BEIJING - Amid surging COVID-19 cases worldwide, some countries are kicking off mass COVID-19 vaccinations after months of waiting, bringing hope to people in the pandemic-battered regions.
Over 68 million cases have been registered across the world, including more than 15 million cases in the United States as of Wednesday, according to Johns Hopkins University. Meanwhile, AFP tally showed that the total number of confirmed cases in Europe has surpassed 20 million.
Britain started its large-scale COVID-19 vaccination program on Tuesday, about a week after it became the first Western country to greenlight a COVID-19 vaccine.

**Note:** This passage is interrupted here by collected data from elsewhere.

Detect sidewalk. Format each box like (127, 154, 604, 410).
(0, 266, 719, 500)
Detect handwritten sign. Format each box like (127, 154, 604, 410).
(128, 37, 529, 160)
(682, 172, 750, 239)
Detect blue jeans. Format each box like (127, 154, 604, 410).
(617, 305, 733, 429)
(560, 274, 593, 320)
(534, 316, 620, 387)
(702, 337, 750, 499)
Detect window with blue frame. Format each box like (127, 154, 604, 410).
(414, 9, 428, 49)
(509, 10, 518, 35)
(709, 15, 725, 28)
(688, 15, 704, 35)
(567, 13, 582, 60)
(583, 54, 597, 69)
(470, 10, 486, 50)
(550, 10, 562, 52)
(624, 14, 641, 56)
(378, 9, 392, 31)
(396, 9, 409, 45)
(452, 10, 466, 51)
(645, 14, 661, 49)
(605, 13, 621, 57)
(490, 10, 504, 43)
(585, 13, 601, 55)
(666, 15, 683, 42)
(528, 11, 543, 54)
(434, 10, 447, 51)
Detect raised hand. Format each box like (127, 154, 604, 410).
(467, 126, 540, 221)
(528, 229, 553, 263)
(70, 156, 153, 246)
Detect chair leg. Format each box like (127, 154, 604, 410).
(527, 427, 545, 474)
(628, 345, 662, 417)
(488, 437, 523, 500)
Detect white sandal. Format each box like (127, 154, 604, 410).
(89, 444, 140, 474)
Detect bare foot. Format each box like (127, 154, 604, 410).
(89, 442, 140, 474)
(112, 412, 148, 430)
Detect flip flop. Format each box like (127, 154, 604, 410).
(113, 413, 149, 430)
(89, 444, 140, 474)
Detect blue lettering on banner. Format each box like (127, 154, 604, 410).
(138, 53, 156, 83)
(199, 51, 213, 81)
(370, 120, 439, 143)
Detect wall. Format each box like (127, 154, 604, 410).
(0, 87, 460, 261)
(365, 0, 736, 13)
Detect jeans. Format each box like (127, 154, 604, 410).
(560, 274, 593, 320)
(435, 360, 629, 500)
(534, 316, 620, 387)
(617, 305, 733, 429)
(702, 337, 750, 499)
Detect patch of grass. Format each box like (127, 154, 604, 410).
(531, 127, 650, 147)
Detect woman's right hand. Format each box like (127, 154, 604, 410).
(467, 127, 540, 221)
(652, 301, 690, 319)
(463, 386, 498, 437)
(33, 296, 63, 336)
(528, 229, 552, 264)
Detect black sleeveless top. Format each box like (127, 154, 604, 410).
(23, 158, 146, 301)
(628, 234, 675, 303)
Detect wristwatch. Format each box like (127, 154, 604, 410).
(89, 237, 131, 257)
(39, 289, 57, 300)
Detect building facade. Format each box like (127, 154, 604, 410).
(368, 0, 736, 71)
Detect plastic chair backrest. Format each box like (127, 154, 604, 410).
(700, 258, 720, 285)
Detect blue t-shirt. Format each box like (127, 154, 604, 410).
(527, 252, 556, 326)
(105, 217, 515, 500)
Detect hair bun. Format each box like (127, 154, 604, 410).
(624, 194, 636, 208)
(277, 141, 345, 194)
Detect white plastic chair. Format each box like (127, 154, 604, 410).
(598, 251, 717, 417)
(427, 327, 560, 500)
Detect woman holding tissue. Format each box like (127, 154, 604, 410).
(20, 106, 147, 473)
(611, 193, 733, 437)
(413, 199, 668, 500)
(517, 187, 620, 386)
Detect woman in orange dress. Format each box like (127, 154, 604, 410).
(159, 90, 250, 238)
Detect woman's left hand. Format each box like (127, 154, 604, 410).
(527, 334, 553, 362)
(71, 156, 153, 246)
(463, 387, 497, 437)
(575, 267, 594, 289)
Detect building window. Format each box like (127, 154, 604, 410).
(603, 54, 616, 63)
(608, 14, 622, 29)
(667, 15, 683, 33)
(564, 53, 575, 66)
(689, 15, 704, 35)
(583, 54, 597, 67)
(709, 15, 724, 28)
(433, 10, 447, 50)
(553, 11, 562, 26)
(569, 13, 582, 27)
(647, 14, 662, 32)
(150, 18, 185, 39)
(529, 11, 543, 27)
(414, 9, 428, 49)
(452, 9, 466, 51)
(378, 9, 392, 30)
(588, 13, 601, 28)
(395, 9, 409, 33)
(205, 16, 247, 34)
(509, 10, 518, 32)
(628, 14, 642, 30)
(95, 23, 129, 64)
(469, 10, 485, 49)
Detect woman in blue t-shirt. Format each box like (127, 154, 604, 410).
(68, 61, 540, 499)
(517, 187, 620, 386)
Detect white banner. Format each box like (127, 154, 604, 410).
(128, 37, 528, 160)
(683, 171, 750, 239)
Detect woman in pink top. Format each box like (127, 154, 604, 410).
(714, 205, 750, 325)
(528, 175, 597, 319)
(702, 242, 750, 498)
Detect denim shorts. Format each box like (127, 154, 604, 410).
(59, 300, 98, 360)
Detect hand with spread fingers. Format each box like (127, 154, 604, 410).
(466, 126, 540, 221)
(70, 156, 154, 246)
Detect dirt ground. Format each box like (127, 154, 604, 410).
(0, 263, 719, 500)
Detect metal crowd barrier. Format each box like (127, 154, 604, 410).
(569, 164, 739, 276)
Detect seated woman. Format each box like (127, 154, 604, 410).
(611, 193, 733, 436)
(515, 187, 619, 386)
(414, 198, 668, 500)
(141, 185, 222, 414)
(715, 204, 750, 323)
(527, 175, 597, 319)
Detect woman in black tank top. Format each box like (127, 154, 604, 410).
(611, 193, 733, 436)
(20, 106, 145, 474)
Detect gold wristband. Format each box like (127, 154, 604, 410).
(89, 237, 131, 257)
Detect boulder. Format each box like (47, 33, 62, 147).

A 90-year-old retired shop clerk from Northern Ireland was the first to get a dose, and the process was closely watched around the world.
Also on Tuesday, the country recorded the highest number of weekly coronavirus deaths since May 15.
In Russia, mass vaccination program on Friday kicked off in the capital city of Moscow, the country's worst-hit region.
Sergei Sobyanin, mayor of Moscow, said on Monday that around 2,000 people from high-risk groups, including medical workers, teachers, and social services employees, have been injected with vaccine.
The nationwide vaccination is expected to start in Russia later this week, as President Vladimir Putin said on Dec 2.
Vaccination campaign in Mexico is also on schedule, with priority given to healthcare professionals and the elderly, according to Deputy Health Minister Hugo Lopez-Gatell.
The official said on Tuesday that vaccination should begin "in the last days of the third week of December", starting from the capital Mexico City, home to some 20 million residents, and northern Coahuila state.
In Israel, the government plans to vaccinate its population from Dec 20, state-owned Kan News quoted the director-general of the Israeli Health Ministry as saying, adding that medical staff are expected to receive vaccine even before that date.
Israel confirmed purchase of 8 million doses of the vaccine from the US pharmaceutical firm Pfizer last month.
Meanwhile, some campaigners are concerned that people from poor countries might be missed out in the distribution of vaccine.
"Nearly 70 poor countries will only be able to vaccinate one in ten people against COVID-19 next year" while rich nations representing just 14 percent of global population have bought up 53 percent of all the most promising vaccines so far, said the People's Vaccine Alliance, a coalition of campaigners, on Wednesday.
The alliance called on pharmaceutical firms working on vaccines to "openly share their technology and intellectual property through the World Health Organization (WHO)" to produce more vaccines.
WHO has been appealing for a fair and effective distribution of vaccines and leading the development of the Fair Allocation Framework, which advises that all countries should receive doses in proportion to their population size to immunize the highest-priority groups once a vaccine is authorized to use.
On Dec 3, the UN agency also quoted a report by the Eurasia Group as saying that leaving low- and lower-middle-income countries behind in distribution of vaccines might cause "significant economic damage that puts decades of economic progress at risk".